State, true or false :
Two isosceles triangles are similar, if an angle of one is congruent to the corresponding angle of the other. 

To determine whether the statement "Two isosceles triangles are similar if an angle of one is congruent to the corresponding angle of the other" is true or false, we can follow these steps: ### Step-by-Step Solution: 1. **Understand the Definition of Isosceles Triangles**: - An isosceles triangle has at least two sides that are equal in length, which also means that the angles opposite those sides are equal. 2. **Draw Two Isosceles Triangles**: - Let’s denote the first isosceles triangle as \( \triangle ABC \) and the second as \( \triangle DEF \). 3. **Identify the Congruent Angles**: - According to the problem, we assume that angle \( A \) in triangle \( ABC \) is congruent to angle \( D \) in triangle \( DEF \).

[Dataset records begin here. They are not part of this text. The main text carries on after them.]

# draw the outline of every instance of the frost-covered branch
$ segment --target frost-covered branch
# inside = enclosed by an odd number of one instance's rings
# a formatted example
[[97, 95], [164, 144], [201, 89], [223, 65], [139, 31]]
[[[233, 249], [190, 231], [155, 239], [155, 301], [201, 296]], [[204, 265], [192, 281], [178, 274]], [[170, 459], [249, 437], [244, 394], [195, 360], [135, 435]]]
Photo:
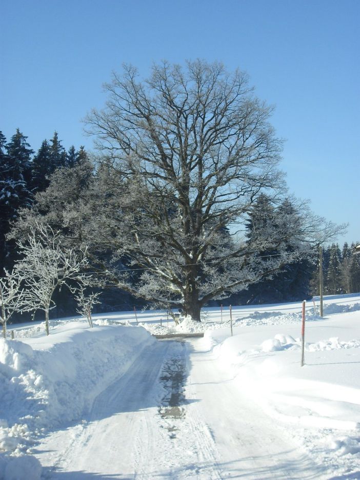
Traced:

Thus, we can write: \[ \angle A = \angle D \] 4. **Determine the Other Angles**: - Since \( \triangle ABC \) is isosceles, the angles opposite the equal sides (let's say \( B \) and \( C \)) must be equal: \[ \angle B = \angle C \] - Similarly, for triangle \( DEF \), the angles opposite the equal sides (let's say \( E \) and \( F \)) must also be equal: \[ \angle E = \angle F \] 5. **Assign Values to the Angles**: - Let’s assume \( \angle A = \angle D = 40^\circ \). - For triangle \( ABC \): \[ \angle B + \angle C + \angle A = 180^\circ \implies \angle B + \angle C + 40^\circ = 180^\circ \] \[ \angle B + \angle C = 140^\circ \] Since \( \angle B = \angle C \): \[ 2\angle B = 140^\circ \implies \angle B = 70^\circ \quad \text{and} \quad \angle C = 70^\circ \] - For triangle \( DEF \): \[ \angle E + \angle F + \angle D = 180^\circ \implies \angle E + \angle F + 40^\circ = 180^\circ \] \[ \angle E + \angle F = 140^\circ \] Since \( \angle E = \angle F \): \[ 2\angle E = 140^\circ \implies \angle E = 70^\circ \quad \text{and} \quad \angle F = 70^\circ \] 6. **Establish Corresponding Angles**: - Now we have: \[ \angle A = \angle D = 40^\circ, \quad \angle B = \angle E = 70^\circ, \quad \angle C = \angle F = 70^\circ \] 7. **Apply the Angle-Angle (AA) Similarity Criterion**: - Since we have two pairs of corresponding angles that are equal: \[ \angle A = \angle D, \quad \angle B = \angle E, \quad \angle C = \angle F \] - By the AA criterion, we can conclude that: \[ \triangle ABC \sim \triangle DEF \] 8. **Conclusion**: - Therefore, the statement is **True**: Two isosceles triangles are similar if an angle of one is congruent to the corresponding angle of the other.